Du willst tatsächlich auf elektrische Pumpen setzen? Was haben die denn für eine Leistungsaufnahme?


----------



## BastiPDM (8. Sep. 2018)

Soll halt ein reiner Koiteich sein. Wollte den Bestand dann auch aufstocken.

Dachte immer je größer desto besser. Eventuell werde ich mir ein IBC sparen.
Mal sehen, aber Reserven zu haben ist ja auch wichtig.

Welche Alternativen gibt es denn noch außer elektrisch? 
(die Pumpen sind regelbar und haben bei voller Last laut Hersteller 385 W minmal 45 W)


----------



## Zacky (8. Sep. 2018)

Hallo.



BastiPDM schrieb:


> Als Zulauf einen Bodenablauf und einen Skimmer.
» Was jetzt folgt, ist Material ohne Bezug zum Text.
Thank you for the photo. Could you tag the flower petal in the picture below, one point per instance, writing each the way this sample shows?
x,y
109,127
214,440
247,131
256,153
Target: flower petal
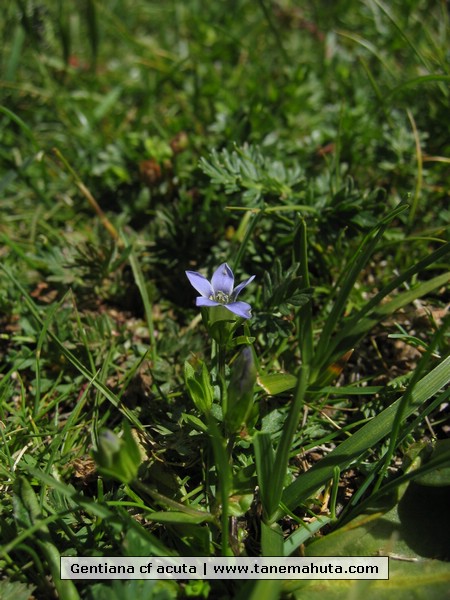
x,y
241,309
223,280
200,283
201,301
241,286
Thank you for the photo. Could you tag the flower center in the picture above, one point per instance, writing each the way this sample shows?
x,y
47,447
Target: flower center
x,y
221,297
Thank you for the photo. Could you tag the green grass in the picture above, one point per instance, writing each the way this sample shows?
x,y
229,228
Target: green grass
x,y
304,143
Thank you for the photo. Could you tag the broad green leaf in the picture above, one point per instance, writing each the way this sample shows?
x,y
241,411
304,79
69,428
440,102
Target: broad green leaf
x,y
277,383
199,386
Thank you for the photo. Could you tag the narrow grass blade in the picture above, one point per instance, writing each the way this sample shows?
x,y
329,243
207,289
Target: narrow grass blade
x,y
350,275
366,437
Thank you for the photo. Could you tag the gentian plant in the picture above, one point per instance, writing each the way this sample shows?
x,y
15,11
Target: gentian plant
x,y
221,290
222,314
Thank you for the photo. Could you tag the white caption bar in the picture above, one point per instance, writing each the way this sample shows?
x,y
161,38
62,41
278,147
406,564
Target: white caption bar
x,y
203,567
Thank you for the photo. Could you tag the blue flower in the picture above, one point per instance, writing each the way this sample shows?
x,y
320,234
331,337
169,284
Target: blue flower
x,y
221,290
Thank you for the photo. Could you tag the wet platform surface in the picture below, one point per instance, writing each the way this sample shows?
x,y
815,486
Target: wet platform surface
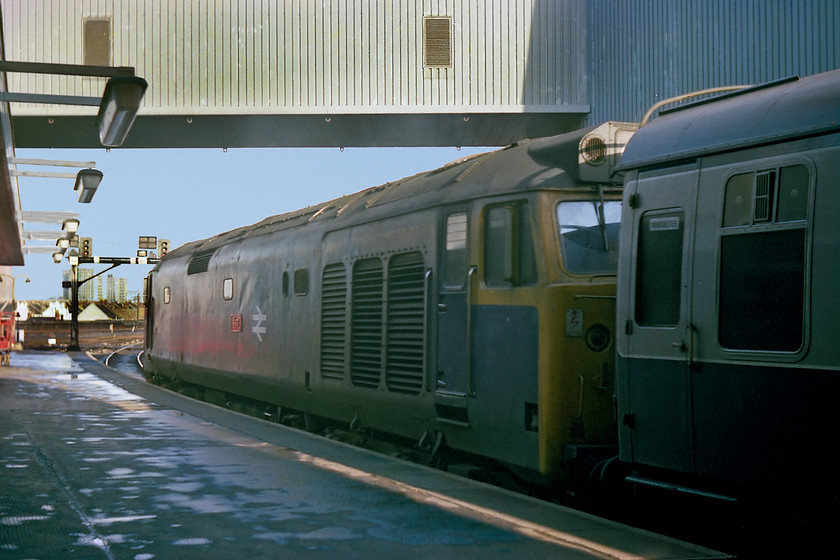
x,y
99,464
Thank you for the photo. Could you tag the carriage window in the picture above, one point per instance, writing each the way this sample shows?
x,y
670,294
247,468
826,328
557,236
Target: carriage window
x,y
767,196
589,235
509,258
659,268
762,291
763,249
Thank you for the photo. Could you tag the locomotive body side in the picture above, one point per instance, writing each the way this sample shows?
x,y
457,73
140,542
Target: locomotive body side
x,y
470,305
727,308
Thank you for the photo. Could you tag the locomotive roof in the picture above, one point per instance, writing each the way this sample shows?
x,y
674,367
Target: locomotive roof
x,y
547,163
769,113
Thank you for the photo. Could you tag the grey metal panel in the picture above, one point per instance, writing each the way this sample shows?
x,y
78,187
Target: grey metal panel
x,y
645,51
769,114
253,56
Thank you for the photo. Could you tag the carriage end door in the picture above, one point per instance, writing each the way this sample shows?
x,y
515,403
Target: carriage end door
x,y
655,416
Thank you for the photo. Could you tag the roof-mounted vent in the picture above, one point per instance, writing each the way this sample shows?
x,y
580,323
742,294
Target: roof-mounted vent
x,y
601,149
Das ist, wie ich finde, aber ein sportliches Ziel. Einen 35 m³ Teich mit 35 Koi und dann nur mit einem Bodenablauf und einen Skimmer, aber mit 2 x 30.000 l/h umwälzen!?

Die beiden 110er Rohrleitungen werden meiner Meinung nach keine 60.000 l/h erlauben. Daher die Frage, wieso 2 x 30.000 l/h?

Das 160er von Sifi auf 2 x 110 aufgespalten, wird dieses Volumen auch nicht zulassen.

Dann sind die IBC untereinander nur mit 3 x DN 110 verbunden und dazu noch die Mengen an Filtermedien werden auch noch keine 60.000 l/h erlauben, so dass am Ende die beiden Pumpen den letzten IBC leer saugen werden und sich 4-5 unterschiedliche Wasserstände in den Behältern bilden werden, so dass zudem die Filtermedien vermutlich nur noch zu 50 % durchströmt werden.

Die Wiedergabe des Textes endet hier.